„Es ist wichtig, dass wir uns immer wieder mit den Verbrechen des Nationalsozialismus auseinandersetzen“, steht für Bürgermeister Stephan Langhard fest. Denn ihn erschrecke, dass es trotz einer Fülle von Informationen über diese schlimme Zeit heute – noch oder wieder – viel Unkenntnis gäbe oder und ein nicht ungefährliches Halbwissen.

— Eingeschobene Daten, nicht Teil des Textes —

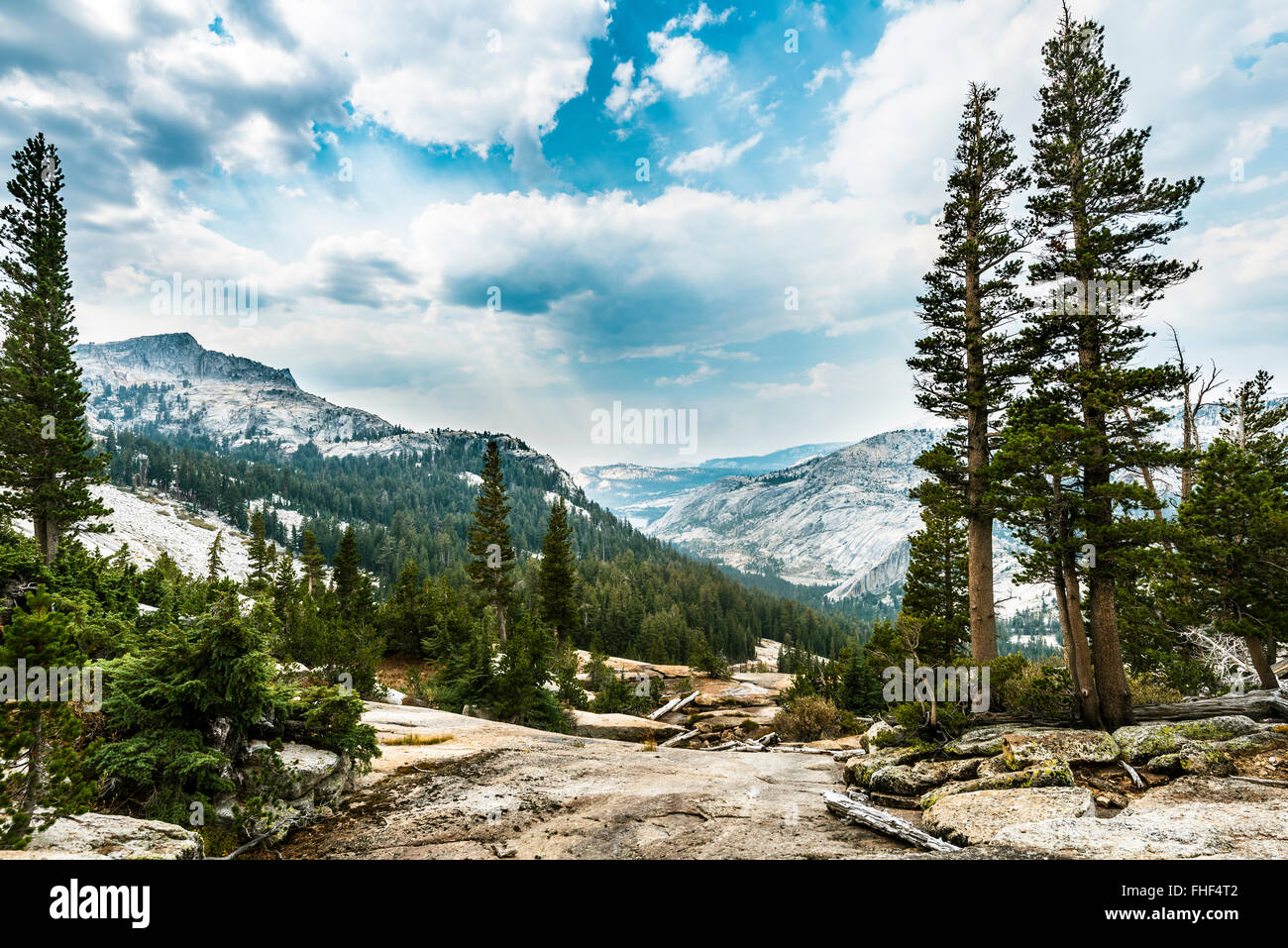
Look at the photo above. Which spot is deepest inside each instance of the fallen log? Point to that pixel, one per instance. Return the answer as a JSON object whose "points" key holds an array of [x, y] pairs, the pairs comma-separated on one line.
{"points": [[665, 708], [1263, 781], [854, 811], [679, 738], [797, 749], [1134, 777], [1263, 703]]}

Neben der zum Unterrichtsstoff gehörenden Befassung mit der Nazi-Zeit arbeitet am Märkischen Gymnasium Schwelm die AG Lokalgeschichte/Stolpersteine seit vielen Jahren aktiv dem Vergessen entgegen. Mit ihren Recherchen, Aktionen und Veranstaltungen erinnert sie an frühere jüdische Bürger/innen in Schwelm, von denen viele dem Holocaust zum Opfer fielen, und setzt sich dezidiert mit dem deutschen Terrorregime der Jahre 1933-45 und seinen Folgen auseinander.
Besonders wachsam reagierten die jungen Gymnasiast/innen im vergangenen Herbst, als eine Frau namens Jana aus Kassel bei einer Querdenker-Demo in Hannover äußerte, ihrer Meinung nach sei sie die Sophie Scholl des 21. Jahrhunderts, da sie seit Monaten im Widerstand aktiv sei. Diese Aktion löste in der AG in Schwelm heftige Diskussionen aus. Die Schüler/innen spürten sofort das Unstatthafte dieses Vergleichs einer Demo-Rednerin mit Sophie Scholl, die um den Preis des eigenen Lebens zum Widerstand gegen das mörderische Nazi-Regime aufrief.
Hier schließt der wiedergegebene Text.